The reason of these privations simply was, that it cost money to live in Kansas in “ adherence to the cause of freedom,” (see the tombstone inscription again,) but not so much to live at North Elba; and therefore the women must stint themselves that the men might continue their Kansas work. But when the father came upon his visits, he never came empty-handed, but brought a little money, some plain household stores, flour, sugar, rice, salt fish; tea and coffee they do not use. But what their standard of expense is may be seen from the fact that Mrs. Brown seemed to speak as if her youngest widowed daughter were not totally and absolutely destitute, because her husband had left a property of five sheep, which would belong to her. These sheep, I found on inquiry, were worth, at that place and season, two dollars apiece: a child of sixteen, left a widow in the world, with an estate amounting to ten dollars! The immediate financial anxieties of Mrs. Brown herself seemed chiefly to relate to a certain formidable tax bill, due at New Year's time; if they could only weather that, all was clear for the immediate future. How much was it, I asked, rather surprised that that wild country should produce a high rate of taxation. It was from eight to ten dollars, she gravely said; and she had put by ten dollars for the purpose, but had had occasion to lend most of it to a poor black woman, with no great hope of repayment. And one of the first things done by her husband, on recovering his money in Virginia, was to send her, through me, fifteen dollars, to make sure of that tax bill.

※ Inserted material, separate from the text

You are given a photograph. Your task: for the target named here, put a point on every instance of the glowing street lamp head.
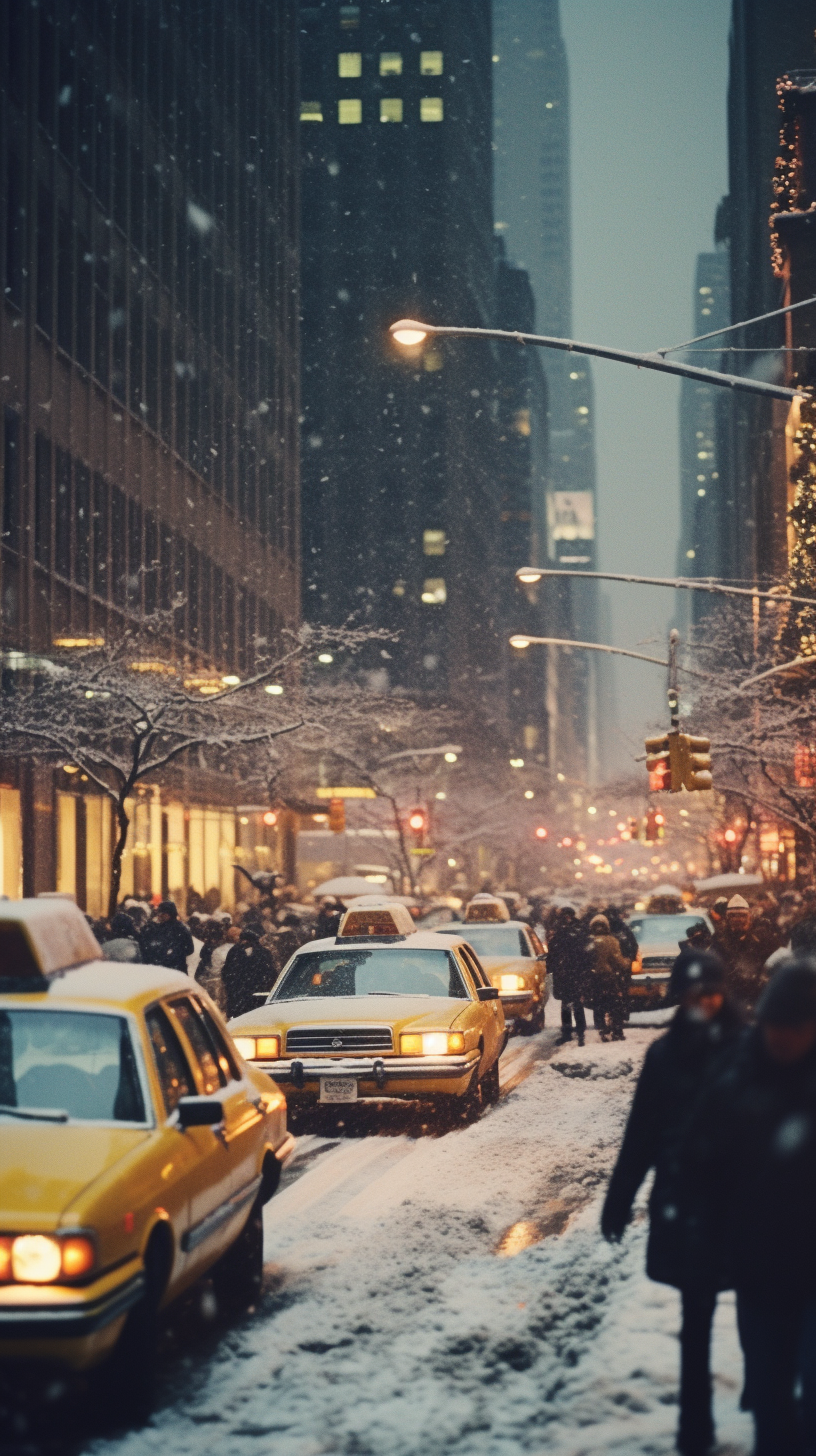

I see, on looking back, how bare and inexpressive this hasty narrative is; but I could not bear to suffer such a privilege as this visit to pass away unrecorded. I spent but one night at the house, and drove away with Mrs. Brown, in the early frosty morning, from that breezy mountain home, which her husband loved (as one of them told me) “because he seemed to think there was something romantic in that kind of scenery.” There was, indeed, always a sort of thrill in John Brown's voice when he spoke of mountains. I never shall forget the quiet way in which he once told me that “ God had established the Alleghany Mountains from the foundation of the world that they might one day be a refuge for fugitive slaves.” I did not then know that his own home was among the Adirondacks.